Eventually yesterday Cardrona opened, the children and I got up at the crack of dawn and drove the 45 mins to the ski field. We found where they were going to meet for their lessons and I was told to go away! No parents were allowed in! So I wandered around like a spare part for an hour until my lesson started.
Now bearing in mind that I haven’t skied since before I had Alistair and then only 3 times I was very impressed with myself! I joined the beginners’ class but was told that I was too good and needed to go up one!!!
By the afternoon it was starting to come back to me and by the end of the day I could get down from the top of the mountain quite respectably.
Alistair and Rowena are doing snow plough turns and really enjoying it, Alistair says that skiing has risen to 2nd place on the leader board of his favourite sports- guess what is first! They can’t wait to go again.
Next Day Raining all day in Wanaka, Snowing in Cardrona with high winds, Cardrona CLOSED. What a disappointment.
Cardrona opened the next day again and has been open to some degree since, still hoping for a good snow dump as the snow is getting a bit thin here and there.
Good snow, 25cm in 24 hours on the mountain now all open and we are skiing every day, getting better daily…

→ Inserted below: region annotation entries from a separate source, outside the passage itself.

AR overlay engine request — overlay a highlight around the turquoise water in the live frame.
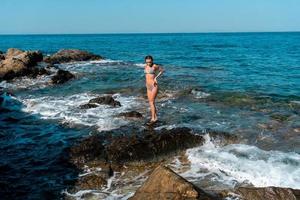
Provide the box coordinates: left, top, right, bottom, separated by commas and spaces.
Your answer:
0, 32, 300, 198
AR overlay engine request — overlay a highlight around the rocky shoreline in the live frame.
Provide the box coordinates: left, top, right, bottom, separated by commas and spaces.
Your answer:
0, 48, 300, 200
67, 124, 300, 200
0, 48, 103, 84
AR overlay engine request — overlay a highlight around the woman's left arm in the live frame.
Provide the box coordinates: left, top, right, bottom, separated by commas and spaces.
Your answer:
154, 65, 165, 80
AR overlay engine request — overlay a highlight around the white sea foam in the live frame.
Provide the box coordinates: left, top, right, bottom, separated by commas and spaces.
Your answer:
181, 135, 300, 189
191, 90, 210, 99
134, 63, 145, 67
0, 75, 52, 90
21, 93, 138, 131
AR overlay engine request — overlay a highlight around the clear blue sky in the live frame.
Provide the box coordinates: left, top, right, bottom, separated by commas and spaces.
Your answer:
0, 0, 300, 34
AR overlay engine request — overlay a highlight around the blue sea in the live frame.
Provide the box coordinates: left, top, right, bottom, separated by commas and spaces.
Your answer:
0, 32, 300, 199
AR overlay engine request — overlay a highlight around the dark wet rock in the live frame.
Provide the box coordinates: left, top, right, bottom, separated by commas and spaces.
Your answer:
0, 52, 5, 61
79, 95, 121, 109
76, 174, 107, 190
51, 69, 75, 84
5, 48, 24, 58
70, 128, 204, 165
221, 187, 300, 200
89, 95, 121, 107
106, 128, 204, 163
129, 166, 216, 200
206, 129, 239, 145
79, 103, 98, 109
44, 49, 103, 64
0, 49, 43, 80
69, 135, 106, 164
118, 111, 143, 118
271, 114, 290, 122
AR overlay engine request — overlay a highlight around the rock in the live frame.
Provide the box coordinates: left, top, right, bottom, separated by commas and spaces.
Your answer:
76, 174, 107, 190
79, 103, 98, 109
0, 49, 43, 80
69, 136, 106, 164
5, 48, 24, 58
129, 166, 215, 200
106, 128, 204, 163
51, 69, 75, 84
118, 111, 143, 118
0, 53, 5, 61
89, 95, 121, 107
221, 187, 300, 200
44, 49, 103, 64
69, 128, 204, 165
79, 95, 121, 109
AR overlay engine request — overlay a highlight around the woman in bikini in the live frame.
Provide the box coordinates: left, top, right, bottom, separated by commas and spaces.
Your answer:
144, 56, 164, 124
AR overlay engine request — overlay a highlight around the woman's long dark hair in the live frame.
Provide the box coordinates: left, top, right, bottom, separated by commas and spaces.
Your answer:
145, 55, 154, 67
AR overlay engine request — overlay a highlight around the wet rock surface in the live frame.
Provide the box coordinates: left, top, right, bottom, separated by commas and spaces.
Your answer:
0, 48, 47, 80
51, 69, 75, 84
70, 128, 204, 165
44, 49, 103, 64
118, 111, 143, 119
129, 166, 216, 200
80, 95, 121, 109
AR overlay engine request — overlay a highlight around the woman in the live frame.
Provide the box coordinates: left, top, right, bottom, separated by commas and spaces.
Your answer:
144, 56, 164, 124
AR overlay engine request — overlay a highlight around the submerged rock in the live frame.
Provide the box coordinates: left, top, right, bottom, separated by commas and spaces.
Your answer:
70, 128, 204, 165
44, 49, 103, 64
80, 95, 121, 109
129, 166, 215, 200
0, 48, 43, 80
106, 128, 204, 163
51, 69, 75, 84
76, 174, 107, 190
89, 95, 121, 107
118, 111, 143, 118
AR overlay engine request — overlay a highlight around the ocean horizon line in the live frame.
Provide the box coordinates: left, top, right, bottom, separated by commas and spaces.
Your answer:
0, 30, 300, 36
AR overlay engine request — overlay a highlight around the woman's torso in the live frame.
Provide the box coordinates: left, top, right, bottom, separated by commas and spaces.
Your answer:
144, 64, 156, 83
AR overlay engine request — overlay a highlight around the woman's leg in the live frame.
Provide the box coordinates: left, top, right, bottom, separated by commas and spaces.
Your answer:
147, 89, 155, 121
152, 85, 158, 121
148, 86, 158, 121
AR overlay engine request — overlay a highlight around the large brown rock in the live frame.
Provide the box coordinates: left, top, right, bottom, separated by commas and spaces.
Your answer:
44, 49, 103, 64
70, 128, 204, 165
51, 69, 75, 84
5, 48, 24, 58
0, 49, 43, 80
106, 127, 204, 163
79, 95, 121, 109
129, 166, 215, 200
76, 174, 107, 190
118, 110, 143, 119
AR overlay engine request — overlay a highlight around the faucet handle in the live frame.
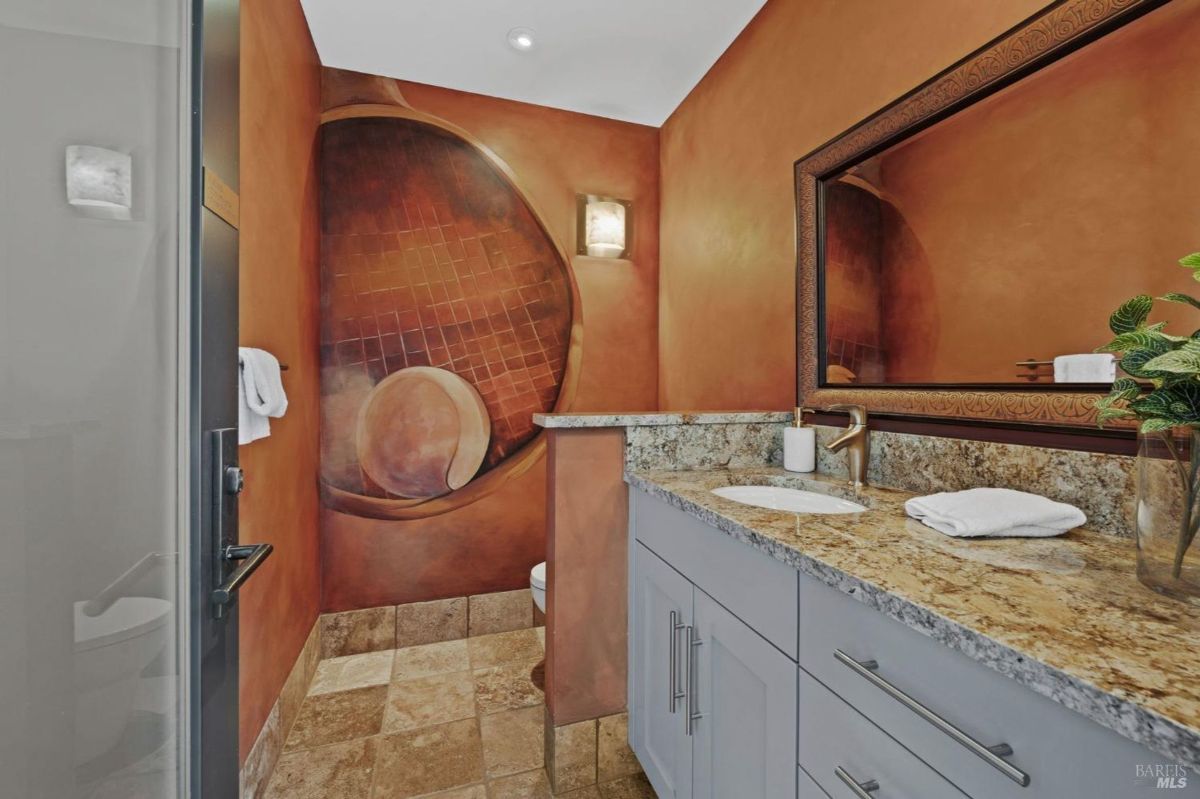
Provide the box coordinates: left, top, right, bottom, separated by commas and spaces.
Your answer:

We are skiing almost every day, Alistair & I have streaming colds so we took a day off and sat by the fire learning about scale. He is much better at Maths than I am, what takes me minutes to work out he does in seconds.
All the Cardrona runs are now open and so long as you avoid the weekends then the slopes are not that busy. The school holidays end 14th July so it will be even quieter.
I have started baking bread, without my bread machine, it’s so easy and really nice, much better than the horrid stuff they have here. Just like Mothers Pride!